4. An assay according to claims 1 or 3, wherein the determination of the level of the antibody comprises:

(a) immobilizing the 75 kD platelet-protein or an antibody-binding fragment thereof, onto a solid support;

(b) contacting the sample with the immobilized protein under conditions allowing antibody-antigen binding;

(c) removing unbound antibodies from the solid support; and

(d) determining the level of antibody bound onto the solid support.

5. An assay according to claim 4, wherein the determination of step (d) comprises adding to the bound antibodies anti-human immunoglobulin antibodies conjugated to a detectable marker.

6. An assay according to claims 2 or 3, wherein determination of the 75 kD platelet protein level comprises:

(a) immobilizing the sample's proteins onto a solid support;

(b) contacting the immobilized proteins with platelet-associated antibodies capable of specifically binding to the 75 kD protein or with antigen-binding fragments thereof of said antibodies;

(c) removing unbound antibodies from the solid support;

(d) determining the level of bound antibodies.
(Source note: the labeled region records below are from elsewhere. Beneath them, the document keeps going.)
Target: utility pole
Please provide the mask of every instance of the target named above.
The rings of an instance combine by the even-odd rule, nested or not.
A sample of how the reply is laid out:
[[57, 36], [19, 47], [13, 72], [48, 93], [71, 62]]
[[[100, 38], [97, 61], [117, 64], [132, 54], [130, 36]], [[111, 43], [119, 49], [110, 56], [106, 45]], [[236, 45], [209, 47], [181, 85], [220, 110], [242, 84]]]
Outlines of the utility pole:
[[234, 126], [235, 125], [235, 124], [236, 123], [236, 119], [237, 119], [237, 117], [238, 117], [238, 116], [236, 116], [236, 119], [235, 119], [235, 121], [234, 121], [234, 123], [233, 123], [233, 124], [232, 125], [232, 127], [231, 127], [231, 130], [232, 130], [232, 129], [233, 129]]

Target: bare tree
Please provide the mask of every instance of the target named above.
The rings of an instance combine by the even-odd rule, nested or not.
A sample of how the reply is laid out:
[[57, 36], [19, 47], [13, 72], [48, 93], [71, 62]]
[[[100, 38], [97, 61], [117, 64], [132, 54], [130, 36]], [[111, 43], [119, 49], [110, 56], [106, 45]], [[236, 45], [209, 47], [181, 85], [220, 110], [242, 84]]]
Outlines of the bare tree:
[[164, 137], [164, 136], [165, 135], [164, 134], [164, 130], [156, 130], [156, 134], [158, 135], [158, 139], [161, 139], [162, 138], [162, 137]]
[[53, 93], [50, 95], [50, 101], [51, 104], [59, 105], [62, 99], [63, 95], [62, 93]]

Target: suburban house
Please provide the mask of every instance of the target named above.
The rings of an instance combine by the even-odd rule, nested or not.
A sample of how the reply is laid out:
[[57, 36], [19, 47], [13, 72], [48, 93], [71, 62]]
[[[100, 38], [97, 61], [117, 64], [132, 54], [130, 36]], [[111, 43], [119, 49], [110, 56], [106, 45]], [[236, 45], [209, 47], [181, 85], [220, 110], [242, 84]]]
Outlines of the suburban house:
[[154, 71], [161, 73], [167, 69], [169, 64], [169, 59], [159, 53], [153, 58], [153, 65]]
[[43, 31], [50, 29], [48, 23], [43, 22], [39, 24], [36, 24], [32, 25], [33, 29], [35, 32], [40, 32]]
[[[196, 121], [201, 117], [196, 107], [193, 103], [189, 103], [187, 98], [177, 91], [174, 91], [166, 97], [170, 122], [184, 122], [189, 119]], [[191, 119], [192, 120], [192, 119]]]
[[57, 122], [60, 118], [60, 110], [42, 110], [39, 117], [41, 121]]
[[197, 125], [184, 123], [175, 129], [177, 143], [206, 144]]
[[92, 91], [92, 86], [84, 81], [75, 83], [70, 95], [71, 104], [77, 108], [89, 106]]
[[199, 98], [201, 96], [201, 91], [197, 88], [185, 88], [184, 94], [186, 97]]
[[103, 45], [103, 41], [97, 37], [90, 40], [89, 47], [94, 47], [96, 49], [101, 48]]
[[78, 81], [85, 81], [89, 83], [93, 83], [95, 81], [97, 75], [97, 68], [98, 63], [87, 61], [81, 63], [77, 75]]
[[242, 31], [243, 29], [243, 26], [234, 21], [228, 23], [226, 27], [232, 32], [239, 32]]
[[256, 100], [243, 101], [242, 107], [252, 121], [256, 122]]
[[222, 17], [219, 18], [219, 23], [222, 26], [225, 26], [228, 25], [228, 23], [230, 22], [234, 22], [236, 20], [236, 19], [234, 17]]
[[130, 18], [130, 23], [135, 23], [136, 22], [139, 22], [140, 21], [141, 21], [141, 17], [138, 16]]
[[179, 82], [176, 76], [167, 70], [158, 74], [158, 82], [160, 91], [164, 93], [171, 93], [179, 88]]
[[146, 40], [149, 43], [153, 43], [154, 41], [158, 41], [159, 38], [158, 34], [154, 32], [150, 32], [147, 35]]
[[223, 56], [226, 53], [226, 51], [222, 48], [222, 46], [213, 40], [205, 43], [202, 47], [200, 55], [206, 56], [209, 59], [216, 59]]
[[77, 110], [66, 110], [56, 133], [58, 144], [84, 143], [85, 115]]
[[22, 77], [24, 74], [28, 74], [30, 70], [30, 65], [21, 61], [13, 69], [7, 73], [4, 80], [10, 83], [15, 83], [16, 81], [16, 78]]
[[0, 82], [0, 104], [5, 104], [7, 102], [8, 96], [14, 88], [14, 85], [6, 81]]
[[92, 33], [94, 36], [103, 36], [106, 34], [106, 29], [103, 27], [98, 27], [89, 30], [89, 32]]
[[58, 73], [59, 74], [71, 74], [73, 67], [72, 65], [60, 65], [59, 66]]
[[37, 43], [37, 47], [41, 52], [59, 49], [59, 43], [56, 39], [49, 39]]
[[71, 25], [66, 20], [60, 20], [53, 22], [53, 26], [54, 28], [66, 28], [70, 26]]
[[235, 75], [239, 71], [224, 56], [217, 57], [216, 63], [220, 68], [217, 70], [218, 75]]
7. An assay according to claim 6, wherein the determination of step (d) comprises adding to the bound antibodies anti-human immunoglobulin antibodies conjugated to a detectable marker.

8. An assay of claim 6, wherein the immobilization of step (a) comprises electrophoretically separating the sample's proteins on a polyacrylamide gel and then immobilizing said separated protein on to a nitrocellulose support.

9. A method according to claim 8, wherein the gel is a 7.5-15% acrylamide gradient gel.